Some of the posts in the future which contain the title Malware Features explain certain features that are used to classify/identify malware using the machine learning approach. We begin this series by analysing the static features first. The first feature that we are going to look at is hash value. Basically the point of a hashing function is to produce a unique value from a given input. The input in this case would be a binary executable.
Some of the common hashing algorithms one would have come across include MD5, SHA1 and so on. Some of the features that such algorithms have to satisfy are:
- Pre-Image resistance: It must be impossible to reconstruct the input data from the hash value.
- Second Pre-Image Resistance: It must be impossible to modify the input without changing the hash value of the bit. (This must be valid even for change of a single bit.)
- Collision resistance: It must be impossible to have two different inputs that return the same
Because cryptographic hashes have the following properties, they have a lot of use in information security field, such as digital signatures, message authentication codes and to make sure files have not been modified during transfer or such. If the original unmodified version of a file gives a specific hash value, then theoretically anyone who receives the file through any means or mode, simply just has to check the hash value to make sure he has received the copy as was intended by the author.Let’s look at an example using the MD5 hash function on image below:
What we do is calculate the hash value of this image. Then open the image in a hex editor and change just 1 byte of data. The hash value is then calculated for the modified file. Let’s look at the results and then discuss what this implies:
As we can see the change of a single bit in the image which does not even produce a human notice-able difference in the image produces a hash value that bears no similarity to any inferable extent. This is a problem, because if the malware simply replaces/changes the names of the variables, the fingerprint generated using hash value would be rendered useless.This is a problem. To counter this problem, the concept of Fuzzy Hashing was introduced.

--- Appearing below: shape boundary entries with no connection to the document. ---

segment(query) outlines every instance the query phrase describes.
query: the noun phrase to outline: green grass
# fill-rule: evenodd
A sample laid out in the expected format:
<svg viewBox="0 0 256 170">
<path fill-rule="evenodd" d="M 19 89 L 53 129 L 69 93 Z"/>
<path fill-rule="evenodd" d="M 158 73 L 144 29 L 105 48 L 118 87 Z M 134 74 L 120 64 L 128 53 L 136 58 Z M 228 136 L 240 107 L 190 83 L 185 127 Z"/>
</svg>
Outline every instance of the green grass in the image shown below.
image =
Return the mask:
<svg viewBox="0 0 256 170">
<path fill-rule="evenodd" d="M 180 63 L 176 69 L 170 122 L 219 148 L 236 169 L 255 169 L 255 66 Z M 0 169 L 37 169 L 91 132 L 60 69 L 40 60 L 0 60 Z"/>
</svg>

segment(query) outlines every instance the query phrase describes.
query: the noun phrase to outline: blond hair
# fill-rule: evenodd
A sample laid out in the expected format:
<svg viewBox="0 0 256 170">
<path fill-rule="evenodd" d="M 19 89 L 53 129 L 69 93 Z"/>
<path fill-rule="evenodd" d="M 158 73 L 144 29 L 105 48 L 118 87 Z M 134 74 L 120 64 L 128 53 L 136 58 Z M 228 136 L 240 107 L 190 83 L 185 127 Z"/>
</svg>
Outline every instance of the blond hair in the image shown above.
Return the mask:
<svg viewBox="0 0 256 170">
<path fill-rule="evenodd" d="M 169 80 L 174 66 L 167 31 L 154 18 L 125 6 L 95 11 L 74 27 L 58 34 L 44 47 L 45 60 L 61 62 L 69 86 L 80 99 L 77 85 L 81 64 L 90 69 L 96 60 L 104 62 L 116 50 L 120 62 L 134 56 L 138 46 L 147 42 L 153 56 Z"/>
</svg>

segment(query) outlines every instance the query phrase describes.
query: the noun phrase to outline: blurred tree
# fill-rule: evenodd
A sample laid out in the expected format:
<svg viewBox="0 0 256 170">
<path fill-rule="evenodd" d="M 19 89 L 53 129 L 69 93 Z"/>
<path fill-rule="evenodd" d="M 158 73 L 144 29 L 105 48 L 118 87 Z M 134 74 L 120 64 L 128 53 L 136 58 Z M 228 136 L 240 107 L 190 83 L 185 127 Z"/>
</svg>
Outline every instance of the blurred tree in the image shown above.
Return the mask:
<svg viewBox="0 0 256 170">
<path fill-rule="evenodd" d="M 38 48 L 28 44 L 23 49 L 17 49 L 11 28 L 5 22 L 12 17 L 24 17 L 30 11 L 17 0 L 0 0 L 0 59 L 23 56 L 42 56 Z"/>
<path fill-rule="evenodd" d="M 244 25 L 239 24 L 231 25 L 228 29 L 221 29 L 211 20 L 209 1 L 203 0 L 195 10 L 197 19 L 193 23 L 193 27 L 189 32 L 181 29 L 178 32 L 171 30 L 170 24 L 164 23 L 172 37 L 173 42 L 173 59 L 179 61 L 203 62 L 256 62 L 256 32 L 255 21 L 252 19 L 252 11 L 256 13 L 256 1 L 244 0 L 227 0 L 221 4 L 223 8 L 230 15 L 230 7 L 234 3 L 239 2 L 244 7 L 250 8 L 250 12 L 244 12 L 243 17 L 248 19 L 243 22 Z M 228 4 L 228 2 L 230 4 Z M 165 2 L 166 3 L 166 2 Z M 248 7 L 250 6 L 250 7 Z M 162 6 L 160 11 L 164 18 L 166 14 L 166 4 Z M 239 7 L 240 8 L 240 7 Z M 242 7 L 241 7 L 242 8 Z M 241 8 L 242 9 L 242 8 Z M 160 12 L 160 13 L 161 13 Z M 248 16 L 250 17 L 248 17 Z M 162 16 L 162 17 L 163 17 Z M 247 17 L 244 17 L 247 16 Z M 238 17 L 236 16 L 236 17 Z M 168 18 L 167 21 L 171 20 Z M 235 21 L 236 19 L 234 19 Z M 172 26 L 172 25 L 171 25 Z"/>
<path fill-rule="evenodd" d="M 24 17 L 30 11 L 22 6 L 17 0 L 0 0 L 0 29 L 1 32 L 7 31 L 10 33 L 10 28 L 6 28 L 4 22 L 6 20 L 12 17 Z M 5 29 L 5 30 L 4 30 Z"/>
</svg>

Fuzzy hashing is basically a concept which tries to represent the output of the hash as a percentage similarity of two files. This could be used to defeat the previous case. Hence problems in which the labels or such are changed in the code. The following image shows the fuzzy hash of the two images using a command line tool called ssdeep.
As is apparent the only difference in the hash value using fuzzy hashing is the character after HqqH. This is achieved by basically breaking the input piece-wise and calculating individual hashes.
Why this feature is not enough
The fuzzy hash helps only if there are minute changes in the binary code. If the malware author uses an encryption engine to encrypt the files using different keys and/or additional plaintext elements (polymorphic or metamorphic malware), then this approach is effectively defeated since the binary encrypted forms by definition cannot be the same or even closely related. This approach can be used for in memory hashes though, since no matter how they are encrypted and stored on the disk, malware will have to be decrypted before execution in main memory. The obvious downside would be the real-time lag that would be induced by the use of such real time monitoring systems.